Be a (Supportive) Critic!

So the next time someone posts an article with crazy-awesome performance numbers for a Ruby implementation, by all means applaud the developers and encourage their efforts, since they certainly deserve credit for finding new ways to optimize Ruby. But then ask yourself and the article's author how much of Ruby the implementation actually supports, because it makes a big difference.

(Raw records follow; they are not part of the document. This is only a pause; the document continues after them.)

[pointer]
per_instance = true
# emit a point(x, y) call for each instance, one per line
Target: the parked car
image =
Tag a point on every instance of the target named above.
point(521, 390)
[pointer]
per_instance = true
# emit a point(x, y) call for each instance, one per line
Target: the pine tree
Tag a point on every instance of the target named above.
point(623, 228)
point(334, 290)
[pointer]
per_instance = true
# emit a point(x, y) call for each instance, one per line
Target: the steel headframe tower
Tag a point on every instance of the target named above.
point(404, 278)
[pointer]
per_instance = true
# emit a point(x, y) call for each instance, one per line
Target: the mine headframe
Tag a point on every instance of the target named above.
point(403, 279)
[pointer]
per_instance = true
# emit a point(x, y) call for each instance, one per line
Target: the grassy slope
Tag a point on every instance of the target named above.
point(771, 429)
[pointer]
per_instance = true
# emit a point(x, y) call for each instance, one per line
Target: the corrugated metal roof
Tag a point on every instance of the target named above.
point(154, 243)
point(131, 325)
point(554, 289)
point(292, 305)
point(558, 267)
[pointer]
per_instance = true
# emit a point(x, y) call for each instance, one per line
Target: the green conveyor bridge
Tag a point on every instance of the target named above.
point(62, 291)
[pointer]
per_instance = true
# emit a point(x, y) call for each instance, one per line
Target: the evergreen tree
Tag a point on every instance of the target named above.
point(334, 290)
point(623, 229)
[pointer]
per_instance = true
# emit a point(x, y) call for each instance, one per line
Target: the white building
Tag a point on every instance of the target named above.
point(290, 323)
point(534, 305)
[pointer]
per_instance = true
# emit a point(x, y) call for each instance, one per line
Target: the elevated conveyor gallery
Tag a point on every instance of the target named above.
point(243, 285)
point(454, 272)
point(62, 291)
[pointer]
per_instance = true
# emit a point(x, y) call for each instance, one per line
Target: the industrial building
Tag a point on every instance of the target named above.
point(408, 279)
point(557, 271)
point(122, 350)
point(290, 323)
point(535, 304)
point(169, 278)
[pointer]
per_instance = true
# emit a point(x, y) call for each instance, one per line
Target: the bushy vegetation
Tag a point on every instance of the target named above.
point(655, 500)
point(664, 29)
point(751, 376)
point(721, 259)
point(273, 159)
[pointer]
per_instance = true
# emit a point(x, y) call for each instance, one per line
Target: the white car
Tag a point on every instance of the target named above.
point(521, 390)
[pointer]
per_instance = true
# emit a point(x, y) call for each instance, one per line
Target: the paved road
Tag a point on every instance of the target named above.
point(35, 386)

Update, April 4: Several people told me I didn't go quite far enough in showing that by breaking Ruby you could get performance. And after enough cajoling, I was convinced to post one last modification: recursion optimization.
JRuby 1.3.0-dev, compiled ("--fast", dyncall optz, recursion optz), server VM:
➔ jruby --server --fast bench/bench_tak.rb 5
user system total real
0.524000 0.000000 0.524000 ( 0.524000)
0.338000 0.000000 0.338000 ( 0.338000)
0.325000 0.000000 0.325000 ( 0.325000)
0.299000 0.000000 0.299000 ( 0.299000)
0.310000 0.000000 0.310000 ( 0.310000)

Woah! What the heck is going on here? In this case, JRuby's compiler has been hacked to turn recursive "functional calls", i.e. calls to an implicit "self" receiver, into direct calls. The logic behind this is that if you're calling the current method from the current method, you're going to always dispatch back to the same piece of code...so why do all the dynamic call gymnastics? This fits a last piece into the JVM inlining-optimization puzzle, allowing mostly-recursive benchmarks like Takeuchi to inline more of those recursive calls. What do we lose? Well, I'm not sure yet. I haven't done enough testing of this optimization to know whether it breaks Ruby in some subtle way. It may work for 90% of cases, but fail for an undetectable 10%. Or it may be something we can determine statically, or something for which we can add an inexpensive guard. Until I know, it won't go into a release of JRuby, at least not as a default optimization. But it's out there, and I believe we'll find a way.

It is also, incidentally, only a few times slower than a pure Java version of the same benchmark, provided Java is using all boxed numerics too.